# come to daddy



## ghaleon (28. August 2001)

falls hier jemand den sound von aphex twin - come to daddy kennt 
soll er mir doch bitte mal ein paar stichpunkte geben wie ich den mit fruity loops 3 oder anderen proggies [mit link bitte] einigermassen gut hinkrieg


----------



## TrauerClown (5. September 2001)

*hmmm...*

also wer Aphex Twin nich kennt, ´hat nie wirklich gelebt ;-)

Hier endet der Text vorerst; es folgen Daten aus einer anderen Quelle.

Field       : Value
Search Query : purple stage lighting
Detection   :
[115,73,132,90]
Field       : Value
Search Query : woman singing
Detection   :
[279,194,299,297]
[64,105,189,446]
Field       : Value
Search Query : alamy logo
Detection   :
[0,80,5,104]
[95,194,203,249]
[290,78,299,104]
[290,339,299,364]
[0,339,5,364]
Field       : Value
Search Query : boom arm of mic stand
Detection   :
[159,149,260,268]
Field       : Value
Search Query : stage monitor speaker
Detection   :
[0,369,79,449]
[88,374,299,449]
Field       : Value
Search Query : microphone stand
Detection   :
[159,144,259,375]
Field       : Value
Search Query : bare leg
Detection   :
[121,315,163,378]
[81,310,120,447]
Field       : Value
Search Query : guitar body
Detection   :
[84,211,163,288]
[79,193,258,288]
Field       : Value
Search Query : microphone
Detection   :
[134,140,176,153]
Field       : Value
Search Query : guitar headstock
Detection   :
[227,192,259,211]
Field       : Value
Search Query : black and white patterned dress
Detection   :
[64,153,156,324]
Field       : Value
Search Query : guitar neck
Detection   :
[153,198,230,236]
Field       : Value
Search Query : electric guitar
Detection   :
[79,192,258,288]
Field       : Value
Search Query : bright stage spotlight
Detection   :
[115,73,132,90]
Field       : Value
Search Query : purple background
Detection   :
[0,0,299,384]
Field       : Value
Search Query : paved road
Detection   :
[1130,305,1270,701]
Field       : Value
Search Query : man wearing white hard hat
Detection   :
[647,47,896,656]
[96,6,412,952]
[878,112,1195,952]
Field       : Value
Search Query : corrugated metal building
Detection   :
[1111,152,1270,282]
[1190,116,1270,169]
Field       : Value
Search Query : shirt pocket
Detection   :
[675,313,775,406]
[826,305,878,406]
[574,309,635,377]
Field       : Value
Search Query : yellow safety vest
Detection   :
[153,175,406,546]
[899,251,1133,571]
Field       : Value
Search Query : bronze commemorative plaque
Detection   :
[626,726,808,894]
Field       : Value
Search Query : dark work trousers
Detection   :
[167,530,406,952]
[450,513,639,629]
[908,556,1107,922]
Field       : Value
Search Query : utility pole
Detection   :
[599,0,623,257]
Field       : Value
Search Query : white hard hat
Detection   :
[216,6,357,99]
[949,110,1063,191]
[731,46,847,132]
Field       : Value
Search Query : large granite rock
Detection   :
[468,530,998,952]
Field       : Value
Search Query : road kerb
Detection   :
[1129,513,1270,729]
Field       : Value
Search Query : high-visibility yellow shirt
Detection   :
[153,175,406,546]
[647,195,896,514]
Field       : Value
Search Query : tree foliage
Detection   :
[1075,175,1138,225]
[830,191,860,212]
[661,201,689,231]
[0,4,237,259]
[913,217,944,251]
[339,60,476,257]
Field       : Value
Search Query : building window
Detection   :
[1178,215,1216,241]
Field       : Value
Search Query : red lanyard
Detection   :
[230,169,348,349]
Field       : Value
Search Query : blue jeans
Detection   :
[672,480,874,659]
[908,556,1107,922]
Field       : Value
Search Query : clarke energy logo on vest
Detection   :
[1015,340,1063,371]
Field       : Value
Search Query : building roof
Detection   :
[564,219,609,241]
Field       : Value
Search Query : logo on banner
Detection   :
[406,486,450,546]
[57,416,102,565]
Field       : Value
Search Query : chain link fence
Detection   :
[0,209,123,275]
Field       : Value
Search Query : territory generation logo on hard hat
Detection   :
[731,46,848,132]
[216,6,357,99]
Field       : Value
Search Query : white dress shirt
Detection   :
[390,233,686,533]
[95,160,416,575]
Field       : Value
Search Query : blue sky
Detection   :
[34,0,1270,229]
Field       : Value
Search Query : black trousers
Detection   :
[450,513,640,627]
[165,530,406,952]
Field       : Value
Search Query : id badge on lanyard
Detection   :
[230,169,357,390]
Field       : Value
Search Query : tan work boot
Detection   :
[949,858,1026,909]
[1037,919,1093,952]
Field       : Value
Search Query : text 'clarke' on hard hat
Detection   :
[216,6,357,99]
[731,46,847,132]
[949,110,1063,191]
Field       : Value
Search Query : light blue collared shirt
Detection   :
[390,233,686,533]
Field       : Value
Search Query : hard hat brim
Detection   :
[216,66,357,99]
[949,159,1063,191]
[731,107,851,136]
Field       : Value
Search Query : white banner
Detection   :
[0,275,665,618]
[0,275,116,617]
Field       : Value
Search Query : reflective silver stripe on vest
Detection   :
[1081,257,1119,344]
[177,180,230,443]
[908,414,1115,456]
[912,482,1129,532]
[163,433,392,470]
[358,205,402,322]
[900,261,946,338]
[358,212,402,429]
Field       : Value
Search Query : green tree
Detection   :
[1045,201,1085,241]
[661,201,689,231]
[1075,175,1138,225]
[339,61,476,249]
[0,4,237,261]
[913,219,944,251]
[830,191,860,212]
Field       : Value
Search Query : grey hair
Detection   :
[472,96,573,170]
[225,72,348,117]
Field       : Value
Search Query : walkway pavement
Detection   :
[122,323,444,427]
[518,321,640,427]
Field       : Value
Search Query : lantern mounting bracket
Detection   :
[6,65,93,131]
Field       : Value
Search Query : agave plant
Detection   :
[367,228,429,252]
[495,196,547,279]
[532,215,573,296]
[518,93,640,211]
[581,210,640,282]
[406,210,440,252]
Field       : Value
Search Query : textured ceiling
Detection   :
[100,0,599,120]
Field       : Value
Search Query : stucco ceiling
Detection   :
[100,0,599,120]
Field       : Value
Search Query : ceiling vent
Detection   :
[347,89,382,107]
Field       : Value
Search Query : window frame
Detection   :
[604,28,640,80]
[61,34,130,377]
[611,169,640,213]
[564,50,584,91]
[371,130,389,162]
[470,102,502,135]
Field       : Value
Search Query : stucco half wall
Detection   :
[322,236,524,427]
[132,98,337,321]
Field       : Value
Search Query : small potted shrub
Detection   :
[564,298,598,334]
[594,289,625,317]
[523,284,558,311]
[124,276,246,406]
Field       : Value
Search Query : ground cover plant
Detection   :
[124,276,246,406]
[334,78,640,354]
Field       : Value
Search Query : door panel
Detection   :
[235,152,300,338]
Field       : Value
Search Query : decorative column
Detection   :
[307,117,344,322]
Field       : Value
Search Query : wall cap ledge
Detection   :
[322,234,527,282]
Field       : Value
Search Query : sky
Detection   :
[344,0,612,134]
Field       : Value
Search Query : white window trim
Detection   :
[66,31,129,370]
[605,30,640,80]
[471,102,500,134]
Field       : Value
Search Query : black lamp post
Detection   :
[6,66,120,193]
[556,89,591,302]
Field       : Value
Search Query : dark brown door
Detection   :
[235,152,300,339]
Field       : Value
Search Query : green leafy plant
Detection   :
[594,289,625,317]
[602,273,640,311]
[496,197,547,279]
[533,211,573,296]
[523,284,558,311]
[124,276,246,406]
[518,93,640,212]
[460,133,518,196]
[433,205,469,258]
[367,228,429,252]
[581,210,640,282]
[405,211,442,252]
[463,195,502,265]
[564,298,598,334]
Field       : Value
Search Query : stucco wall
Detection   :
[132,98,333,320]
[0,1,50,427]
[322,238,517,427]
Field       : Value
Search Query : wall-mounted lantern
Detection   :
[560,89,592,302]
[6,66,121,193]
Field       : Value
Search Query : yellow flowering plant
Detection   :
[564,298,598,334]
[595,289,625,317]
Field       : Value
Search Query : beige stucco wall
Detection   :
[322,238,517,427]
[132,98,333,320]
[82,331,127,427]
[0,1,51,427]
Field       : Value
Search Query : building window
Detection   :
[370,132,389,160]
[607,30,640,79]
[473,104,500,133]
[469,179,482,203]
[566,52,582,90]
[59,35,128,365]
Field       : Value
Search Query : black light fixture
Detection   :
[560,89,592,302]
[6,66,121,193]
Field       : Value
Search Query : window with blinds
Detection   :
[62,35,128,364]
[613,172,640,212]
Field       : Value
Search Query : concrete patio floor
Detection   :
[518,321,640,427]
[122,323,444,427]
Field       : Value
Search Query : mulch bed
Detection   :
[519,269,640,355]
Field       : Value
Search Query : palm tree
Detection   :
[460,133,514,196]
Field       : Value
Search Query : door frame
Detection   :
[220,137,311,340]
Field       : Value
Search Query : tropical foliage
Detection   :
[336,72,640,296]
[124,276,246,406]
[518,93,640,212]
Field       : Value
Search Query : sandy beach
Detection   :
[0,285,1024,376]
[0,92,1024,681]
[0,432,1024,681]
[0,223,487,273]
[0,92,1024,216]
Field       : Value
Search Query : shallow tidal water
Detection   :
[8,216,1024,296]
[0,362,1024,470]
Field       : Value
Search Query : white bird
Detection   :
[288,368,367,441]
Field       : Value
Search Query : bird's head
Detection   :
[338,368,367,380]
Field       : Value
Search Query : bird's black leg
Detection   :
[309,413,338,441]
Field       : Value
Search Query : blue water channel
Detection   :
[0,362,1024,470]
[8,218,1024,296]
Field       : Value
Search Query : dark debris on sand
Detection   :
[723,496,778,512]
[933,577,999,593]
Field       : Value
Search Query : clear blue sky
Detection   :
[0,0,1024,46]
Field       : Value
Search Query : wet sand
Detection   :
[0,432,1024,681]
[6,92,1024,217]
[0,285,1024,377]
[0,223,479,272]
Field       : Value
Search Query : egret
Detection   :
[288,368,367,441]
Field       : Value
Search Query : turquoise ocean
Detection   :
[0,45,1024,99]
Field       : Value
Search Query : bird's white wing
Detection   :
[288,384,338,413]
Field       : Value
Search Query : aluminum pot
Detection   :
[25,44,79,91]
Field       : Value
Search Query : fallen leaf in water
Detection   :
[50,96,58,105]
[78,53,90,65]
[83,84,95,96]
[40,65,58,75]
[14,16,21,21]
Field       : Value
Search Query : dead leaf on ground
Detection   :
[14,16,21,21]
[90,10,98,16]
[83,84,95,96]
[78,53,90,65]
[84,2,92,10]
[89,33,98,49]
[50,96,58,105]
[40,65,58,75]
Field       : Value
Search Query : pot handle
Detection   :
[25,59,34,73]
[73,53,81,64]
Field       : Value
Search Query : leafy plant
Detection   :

Wie du an Aphex Twin Effektmäßig rankommst kann ich dir gerne verraten...fülle eine Badewanne mit reinem Meskalin, lege dich 37 Wochen hinein..leg dir´n Bandlaufwerk mit..sagen wir 20Terrabyte zu, nimm dein geröchel auf..und wenn du´s überlebt hast nochma kurz durchsamplen..

Aphex Twin benutzt allein in dem Song "come to daddy" soviele verschiedene Samples wie Scooter, Members of Mayday und Blümchen auf einem Album..

also...ich würde sagen...es ist unmöglich auch nur annähernd an ihn ranzukommen..

so´n paar kleine Egitarren- und Voice-verzerrrungen wie beim besagten Song sind leicht zu erreichen..aber es wird niemals so perfekt klingen wie von AfX


----------



## Klon (5. September 2001)

lol you are right, ich find ON aber noch besser von denen


----------